MP: In answer to the first question, yes, definitely. Adobe’s 2016 Econsultancy FSI Survey found that financial executives saw customer experience and individualised data-driven marketing as their top two opportunities for that year. A full 62 percent said that unified customer profiles would have the biggest impact on their company’s advancement, and more than half cited customer experience as the primary way they’d seek to differentiate themselves over the coming years. But the answer to your second question is more mixed. Many executives say antiquated core systems are holding them back from delivering on their customer service priorities, and many others cite an inability to share data across channels as a major hurdle. The core problem is that many big banks are still thinking in terms of traditional departments, when they need to be shifting their focus to seamless experiences.
JB: I’ve noticed a lot of banks working to improve their mobile wallets, apps, and other digital services.
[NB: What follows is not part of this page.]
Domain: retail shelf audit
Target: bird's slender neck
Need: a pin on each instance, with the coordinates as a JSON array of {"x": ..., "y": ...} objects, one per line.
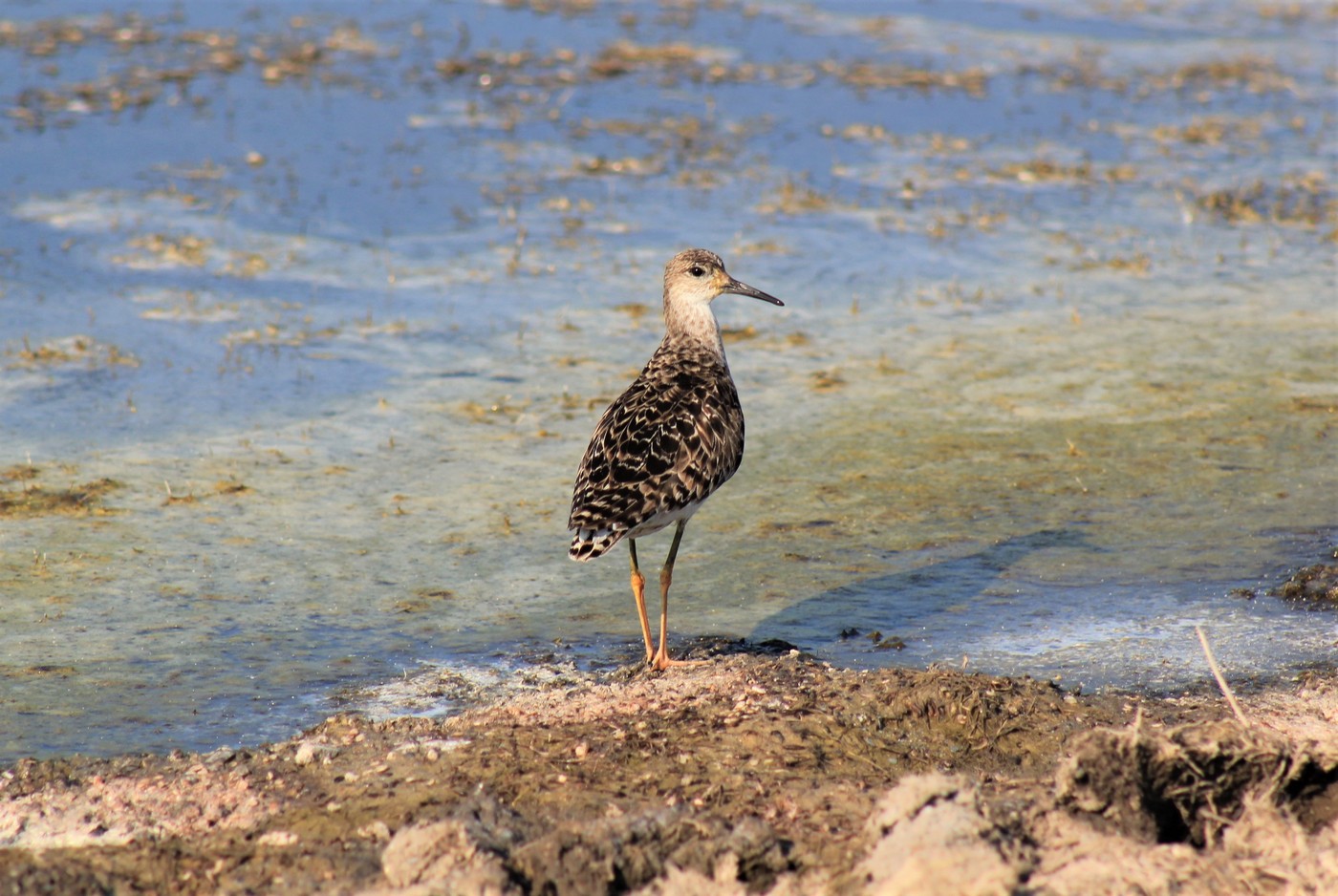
[{"x": 693, "y": 323}]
Is that helpful, or will it simply not be enough in 2017?
MP: It’s certainly helpful, but it’s seeing the trees while missing the forest. Features like mobile payments, “robo-advice” chat systems, and personalised apps are all going to be crucial over the next few years; there’s no doubt about that. But the much bigger issue for traditional banks is that they’re going up against digital-first companies who specialise in these services. In other words, now that PSD2 requires banks to make their customer and transactional data available through public application program interfaces (APIs), a competitor doesn’t need to open branches or ATMs, or even print debit cards. Those disruptors can focus entirely on providing a perfect customer experience, while the traditional banks continue to do all the heavy lifting of maintaining accounts and processing transactions. So while it is important for banks to improve their apps and payment solutions, these things are just components of a more fundamental transformation: traditional banks need to find new ways of using their customer and transactional data to provide better customer experiences than their disruptors can offer.
JB: What are some examples of traditional banks that have brought their data together to deliver better customer experiences across the board?
MP: Royal Bank of Scotland (RBS) recently had great success by creating specialised teams responsible for overseeing each customer journey. They realised many of their customer complaints were due to disconnects between departments. For example, a customer would start filling out a credit card application form on the mobile app, but would have to start the same form from scratch in the branch. RBS already had the customer data to unify these experiences, so they empowered each dedicated team to make concrete improvements throughout a specific customer journey, across the bank’s app, website, call centre, and branches. These changes dramatically increased RBS’s onboarding rates for credit cards and other services, and significantly raised their customer satisfaction ratings. AXA Bank also achieved significant results with just a few small changes. By creating a unified system for managing all their email and SMS communications, they were able to up-sell and cross-sell more customers, resulting in a 10 percent increase in conversion rates, and an 80 percent lift in email open rates. In both cases, it’s worth noting that the banks didn’t achieve these results by changing their products. They simply used their existing customer data to improve experiences around the products they already offered.
JB: So, in other words, banks who want to succeed in 2017 will need to invest in new ways of turning data into customer delight.
MP: That’s exactly right. In fact, with PSD2 and other new regulations, it’s going to become significantly harder for banks to differentiate themselves in terms of their core products, like accounts and loans. Banks like RBS and AXA, who’ve worked to improve the experience around those core products, will be the ones who pull ahead of their competitors over the coming year.
JB: That makes perfect sense. Thanks for joining me today, Michael. I hope banks will take your insights on customer service to heart.